A procura pela AEV tem apresentado crescimento nos últimos anos. No primeiro semestre de 2022 foram registradas 1.217 solicitações em todo o país. O número passou para 3.995 no mesmo período de 2023 e chegou a 6.945 entre janeiro e junho de 2024, demonstrando a consolidação da modalidade eletrônica.

"Temos a Autorização Eletrônica de Viagem (AEV) e a autorização física. Desde a pandemia, a versão eletrônica passou a ser a mais procurada, principalmente porque muitas vezes os pais estão em cidades, estados ou até países diferentes. A ferramenta pode ser acessada por meio da plataforma e-Notariado. A autorização física continua válida e pode ser utilizada normalmente. Nesse caso, existe um modelo disponibilizado pela Polícia Federal, que deve ser preenchido com os dados da criança, dos responsáveis e das informações da viagem. O documento precisa indicar quem acompanhará o menor, ter prazo de validade e contar com reconhecimento de firma em cartório", explica João Paulo Castro, escrevente do 15º Ofício de Notas do Rio de Janeiro.

Segundo ele, a modalidade eletrônica tem sido a mais procurada justamente pela praticidade.

"A AEV permite que o responsável faça todo o procedimento de forma remota, por videoconferência. Para isso, é necessário possuir um certificado digital notarizado, emitido pelo e-Notariado, ou um certificado ICP-Brasil. Quem ainda não possui o certificado notarizado pode solicitá-lo diretamente na própria plataforma."

O procedimento é simples. Após acessar o e-Notariado, o responsável preenche os dados da criança, dos pais ou responsáveis legais, informa se o menor viajará acompanhado ou desacompanhado, define o prazo de validade da autorização e indica o cartório que realizará o atendimento.

João Paulo esclarece: "O cartório recebe a solicitação, faz a conferência das informações e agenda a videoconferência, que costuma durar cerca de cinco minutos. Durante esse atendimento, o escrevente confirma todos os dados e valida a assinatura eletrônica. Ao final, a autorização é disponibilizada em PDF, com QR Code, permitindo a conferência da autenticidade durante o embarque".

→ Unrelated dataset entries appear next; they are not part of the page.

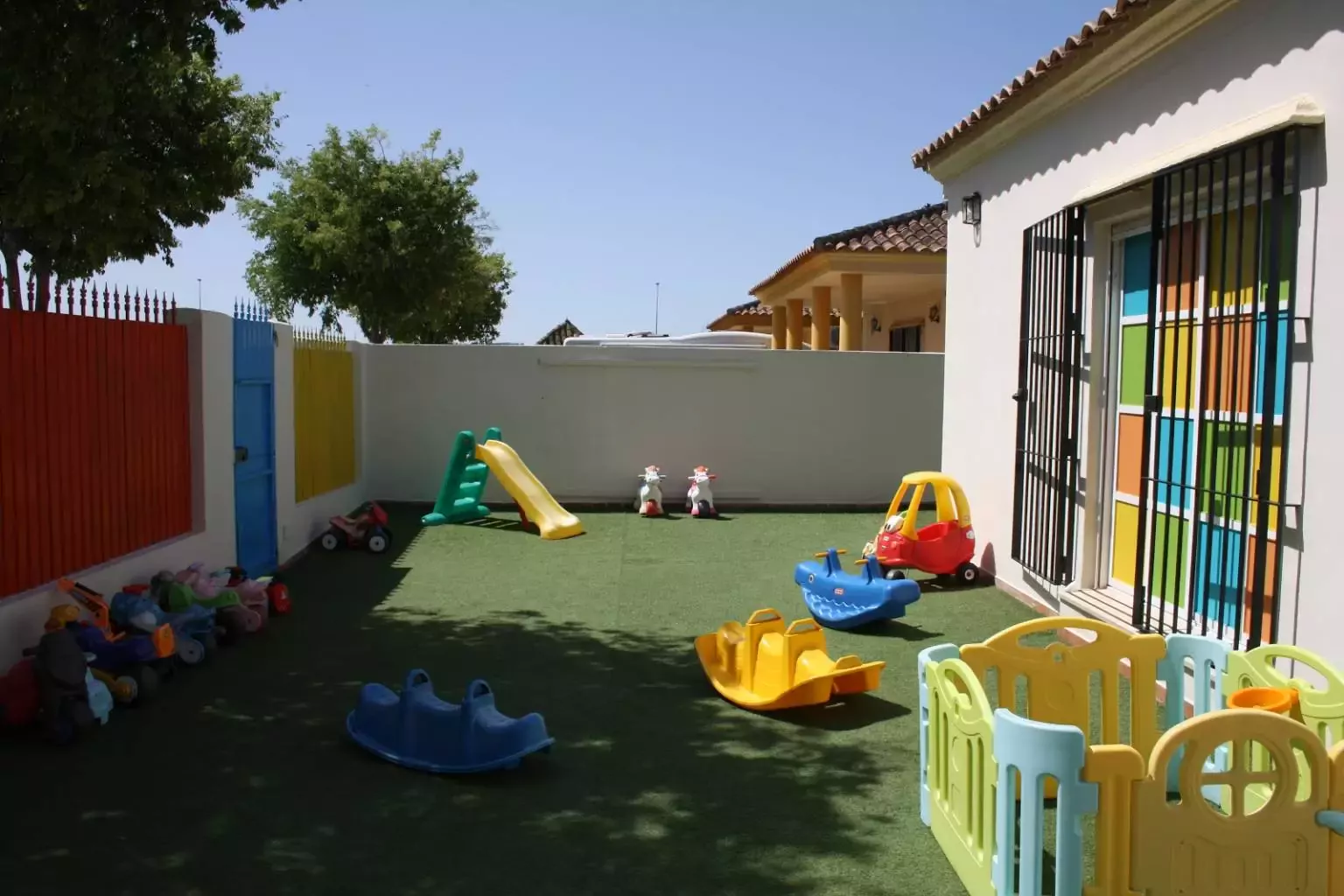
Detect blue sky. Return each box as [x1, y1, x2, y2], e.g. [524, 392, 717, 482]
[99, 0, 1101, 342]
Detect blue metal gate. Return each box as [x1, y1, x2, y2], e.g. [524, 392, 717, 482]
[234, 304, 279, 577]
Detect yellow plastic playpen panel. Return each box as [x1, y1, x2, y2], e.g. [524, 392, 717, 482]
[294, 337, 356, 502]
[1083, 745, 1145, 896]
[1326, 741, 1344, 896]
[961, 617, 1166, 755]
[1131, 710, 1332, 896]
[926, 660, 998, 896]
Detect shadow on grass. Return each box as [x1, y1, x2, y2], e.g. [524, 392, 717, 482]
[855, 620, 943, 640]
[0, 510, 908, 896]
[461, 516, 536, 535]
[769, 693, 910, 731]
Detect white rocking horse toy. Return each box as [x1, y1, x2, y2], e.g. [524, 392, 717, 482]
[634, 466, 662, 516]
[685, 466, 719, 517]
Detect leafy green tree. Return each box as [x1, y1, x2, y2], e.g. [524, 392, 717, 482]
[238, 126, 514, 342]
[0, 0, 285, 309]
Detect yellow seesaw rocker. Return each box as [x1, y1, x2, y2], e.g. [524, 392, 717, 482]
[695, 608, 887, 710]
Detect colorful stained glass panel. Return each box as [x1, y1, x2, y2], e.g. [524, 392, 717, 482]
[1119, 324, 1148, 407]
[1119, 234, 1153, 317]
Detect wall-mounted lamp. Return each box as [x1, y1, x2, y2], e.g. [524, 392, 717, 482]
[961, 192, 980, 227]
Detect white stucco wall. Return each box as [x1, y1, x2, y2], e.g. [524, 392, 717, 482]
[363, 346, 943, 504]
[943, 0, 1344, 665]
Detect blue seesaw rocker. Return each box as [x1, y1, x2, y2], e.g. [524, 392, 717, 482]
[346, 669, 555, 774]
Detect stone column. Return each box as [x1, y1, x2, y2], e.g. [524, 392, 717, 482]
[770, 304, 789, 348]
[812, 286, 830, 352]
[840, 274, 863, 352]
[788, 298, 802, 349]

Recentemente, o Conselho Nacional de Justiça (CNJ) reforçou que a autorização eletrônica de viagem deve ser emitida por meio da plataforma e-Notariado, com validação realizada por um tabelião de notas. Assinaturas eletrônicas feitas apenas por plataformas digitais comuns ou pela conta Gov.br não substituem o procedimento exigido para esse tipo de autorização.

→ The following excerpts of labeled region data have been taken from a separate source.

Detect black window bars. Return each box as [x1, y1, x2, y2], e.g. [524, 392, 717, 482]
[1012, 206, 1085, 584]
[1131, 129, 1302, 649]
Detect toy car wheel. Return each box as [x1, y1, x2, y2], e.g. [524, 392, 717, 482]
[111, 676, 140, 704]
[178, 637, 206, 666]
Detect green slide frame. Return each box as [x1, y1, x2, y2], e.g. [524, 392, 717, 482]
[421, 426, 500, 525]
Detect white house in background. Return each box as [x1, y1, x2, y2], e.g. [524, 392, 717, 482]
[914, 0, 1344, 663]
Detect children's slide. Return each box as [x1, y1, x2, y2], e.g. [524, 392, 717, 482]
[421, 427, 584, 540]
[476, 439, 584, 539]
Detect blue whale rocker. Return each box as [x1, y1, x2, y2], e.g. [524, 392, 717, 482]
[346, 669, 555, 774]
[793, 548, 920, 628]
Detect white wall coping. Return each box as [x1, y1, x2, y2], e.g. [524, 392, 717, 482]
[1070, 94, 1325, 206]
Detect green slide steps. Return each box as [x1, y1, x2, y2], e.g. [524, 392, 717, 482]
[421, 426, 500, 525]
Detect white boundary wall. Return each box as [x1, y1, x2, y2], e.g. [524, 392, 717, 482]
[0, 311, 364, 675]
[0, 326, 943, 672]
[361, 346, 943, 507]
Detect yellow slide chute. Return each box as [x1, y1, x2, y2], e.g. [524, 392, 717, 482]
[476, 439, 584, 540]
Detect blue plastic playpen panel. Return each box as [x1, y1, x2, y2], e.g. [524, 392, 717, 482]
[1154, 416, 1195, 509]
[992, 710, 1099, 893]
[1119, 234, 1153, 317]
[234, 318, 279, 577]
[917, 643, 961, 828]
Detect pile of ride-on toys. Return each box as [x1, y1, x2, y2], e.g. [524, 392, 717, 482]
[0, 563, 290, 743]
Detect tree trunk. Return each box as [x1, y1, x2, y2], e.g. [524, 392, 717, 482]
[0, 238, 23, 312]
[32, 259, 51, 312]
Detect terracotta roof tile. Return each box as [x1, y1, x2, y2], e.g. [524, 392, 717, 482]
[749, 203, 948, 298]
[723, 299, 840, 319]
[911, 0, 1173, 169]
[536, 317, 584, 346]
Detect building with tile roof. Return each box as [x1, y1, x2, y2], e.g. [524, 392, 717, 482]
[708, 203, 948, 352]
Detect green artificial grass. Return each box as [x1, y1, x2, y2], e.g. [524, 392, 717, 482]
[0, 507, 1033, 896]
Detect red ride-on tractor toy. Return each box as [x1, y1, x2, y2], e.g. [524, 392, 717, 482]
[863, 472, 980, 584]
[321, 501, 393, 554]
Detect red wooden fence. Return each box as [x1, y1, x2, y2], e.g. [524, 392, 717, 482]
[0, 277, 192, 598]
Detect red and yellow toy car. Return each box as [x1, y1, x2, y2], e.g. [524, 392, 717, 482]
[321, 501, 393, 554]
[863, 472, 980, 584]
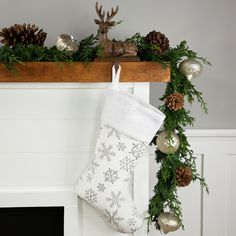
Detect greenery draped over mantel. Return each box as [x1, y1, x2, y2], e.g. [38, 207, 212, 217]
[0, 30, 210, 228]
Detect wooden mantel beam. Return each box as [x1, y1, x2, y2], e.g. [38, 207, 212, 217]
[0, 62, 170, 83]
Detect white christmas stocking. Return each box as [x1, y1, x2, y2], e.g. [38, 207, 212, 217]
[75, 65, 164, 233]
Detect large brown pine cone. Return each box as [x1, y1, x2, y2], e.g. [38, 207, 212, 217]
[0, 24, 47, 47]
[165, 93, 184, 111]
[176, 166, 193, 187]
[145, 31, 169, 54]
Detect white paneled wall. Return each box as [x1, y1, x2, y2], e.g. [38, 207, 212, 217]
[0, 83, 236, 236]
[0, 83, 149, 236]
[150, 130, 236, 236]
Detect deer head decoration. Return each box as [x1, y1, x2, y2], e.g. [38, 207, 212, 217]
[94, 2, 137, 57]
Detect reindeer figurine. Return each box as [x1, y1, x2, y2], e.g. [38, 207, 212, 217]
[94, 2, 137, 57]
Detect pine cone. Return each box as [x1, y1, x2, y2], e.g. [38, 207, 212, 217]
[165, 93, 184, 111]
[176, 166, 193, 187]
[0, 24, 47, 47]
[145, 31, 169, 54]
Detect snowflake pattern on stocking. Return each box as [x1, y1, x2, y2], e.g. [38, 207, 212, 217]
[106, 126, 120, 140]
[120, 157, 134, 173]
[85, 188, 97, 205]
[97, 183, 106, 192]
[87, 173, 92, 183]
[89, 161, 100, 175]
[106, 191, 125, 208]
[97, 143, 115, 161]
[129, 143, 147, 160]
[105, 209, 124, 228]
[116, 142, 126, 151]
[127, 218, 136, 226]
[103, 168, 119, 184]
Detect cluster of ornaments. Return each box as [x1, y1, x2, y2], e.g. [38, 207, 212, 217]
[153, 48, 203, 234]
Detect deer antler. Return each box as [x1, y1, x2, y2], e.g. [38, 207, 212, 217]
[106, 6, 119, 23]
[95, 2, 105, 22]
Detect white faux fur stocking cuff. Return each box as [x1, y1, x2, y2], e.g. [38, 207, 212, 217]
[102, 89, 165, 143]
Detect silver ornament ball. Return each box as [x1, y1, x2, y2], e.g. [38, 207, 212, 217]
[157, 212, 181, 234]
[56, 34, 79, 52]
[156, 131, 180, 154]
[179, 59, 203, 80]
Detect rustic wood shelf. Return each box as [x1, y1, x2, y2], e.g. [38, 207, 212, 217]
[0, 62, 170, 83]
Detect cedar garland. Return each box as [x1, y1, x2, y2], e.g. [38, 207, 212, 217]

Já a autorização física continua sendo uma alternativa para as famílias. Nesse caso, o documento deve ter reconhecimento de firma em cartório. Se a criança viajar apenas com um dos responsáveis, o reconhecimento de firma deverá ser feito pelo responsável que não acompanhará a viagem. Caso o menor viaje desacompanhado dos pais, ambos deverão autorizar.

Os valores para emissão da autorização e dos reconhecimentos de firma são tabelados por lei estadual e podem ser consultados diretamente no cartório.
Embora as solicitações ocorram durante todo o ano, a demanda costuma aumentar significativamente nos períodos de férias escolares.

"A autorização física pode ser emitida rapidamente, desde que o documento esteja corretamente preenchido. Já a AEV costuma ficar pronta em poucas horas, dependendo do envio da solicitação e da realização da videoconferência. Muitas famílias deixam esse procedimento para os últimos dias antes da viagem, por isso a recomendação é providenciar a autorização com antecedência para evitar imprevistos", orienta Castro.